In vista di queste nozze, oltretutto, mr. Elkann e gli altri componenti del consiglio di amministrazione hanno stabilito un maxi-dividendo straordinario da 5,5 miliardi alla holding Exor (la finanziaria “di famiglia”).
Quindi, ricapitolando: il signor Elkann prende dalla società FCA, che dirige, 5,5 miliardi e li dà (o meglio, li darà il prossimo anno, quando si celebreranno le nozze con PSA) ad un’altra società che sempre lui controlla pienamente (una finanziaria olandese). Ma siccome “c’è grossa crisi” sul mercato automobilistico chiede un prestito da 6,3 miliardi a Banca Intesa, garantiti però dallo Stato italiano (il 12% del “decreto rilancio”).

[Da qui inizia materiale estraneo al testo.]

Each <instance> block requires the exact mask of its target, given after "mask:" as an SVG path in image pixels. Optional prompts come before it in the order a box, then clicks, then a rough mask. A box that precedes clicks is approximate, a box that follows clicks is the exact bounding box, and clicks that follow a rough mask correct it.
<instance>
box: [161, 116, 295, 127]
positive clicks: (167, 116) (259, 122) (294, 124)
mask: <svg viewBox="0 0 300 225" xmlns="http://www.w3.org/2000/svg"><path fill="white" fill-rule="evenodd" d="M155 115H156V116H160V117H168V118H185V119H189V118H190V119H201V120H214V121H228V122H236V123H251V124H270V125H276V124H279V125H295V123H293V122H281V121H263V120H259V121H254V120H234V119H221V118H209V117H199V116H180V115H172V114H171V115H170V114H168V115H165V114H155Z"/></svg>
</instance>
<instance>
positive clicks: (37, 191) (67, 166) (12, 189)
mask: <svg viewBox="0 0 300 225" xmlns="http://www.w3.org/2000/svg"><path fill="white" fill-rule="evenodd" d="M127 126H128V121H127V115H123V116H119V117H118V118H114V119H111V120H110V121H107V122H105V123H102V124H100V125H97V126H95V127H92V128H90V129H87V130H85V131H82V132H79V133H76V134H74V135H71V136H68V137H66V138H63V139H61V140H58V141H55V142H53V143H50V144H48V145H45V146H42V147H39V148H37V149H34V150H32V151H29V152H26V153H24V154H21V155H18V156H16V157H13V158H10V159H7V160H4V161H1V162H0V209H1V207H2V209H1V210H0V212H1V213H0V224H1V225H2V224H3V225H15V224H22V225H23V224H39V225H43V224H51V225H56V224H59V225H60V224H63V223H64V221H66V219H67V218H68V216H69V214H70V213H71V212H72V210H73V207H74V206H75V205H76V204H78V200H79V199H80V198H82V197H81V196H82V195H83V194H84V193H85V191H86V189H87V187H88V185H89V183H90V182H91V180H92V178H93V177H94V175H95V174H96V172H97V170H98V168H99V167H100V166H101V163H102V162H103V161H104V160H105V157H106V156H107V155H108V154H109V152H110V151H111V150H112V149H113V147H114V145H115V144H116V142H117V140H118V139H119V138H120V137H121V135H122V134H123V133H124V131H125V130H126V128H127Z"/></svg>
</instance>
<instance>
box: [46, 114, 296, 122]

A fare l’imprenditore così siamo buoni tutti, confessiamolo... se i soldi crescono, me li prendo; se mancano, li chiedo allo Stato...
È la stessa logica illustrata, si fa per dire, da Carlo Bonomi nel suo primo discorso da presidente di Confindustria: “Più investimenti pubblici, ma no allo Stato padrone in economia”. Che tradotto significa: “dateci soldi pubblici a noi delle imprese, direttamente a fondo perduto o tramite appalti su lavori pubblici, ma non vi azzardate a gestire direttamente un’azienda; per esempio Alitalia”.
Ecco, al signor Elkann uno Stato serio – consapevole che in questo Paese ci sono parecchi stabilimenti Fiat-FCA, con decine di migliaia di dipendenti, alcune centinaia di migliaia nell’indotto e una certa quota di Pil, risponderebbe quanto meno: “Vogliamo in cambio una quota di azioni corrispondente a quella cifra e posti nel cda in proporzione”. In modo da decidere scelte industriali di lungo periodo, controllare e tutelare l’occupazione sul territorio di competenza, incassare i dividendi annuali, ecc.
Come fa la Francia con PSA, insomma.
Il resto sono chiacchiere per la distrazione di massa. Per coprire anche l’ultima truffa Fiat a spese della popolazione di questo Paese.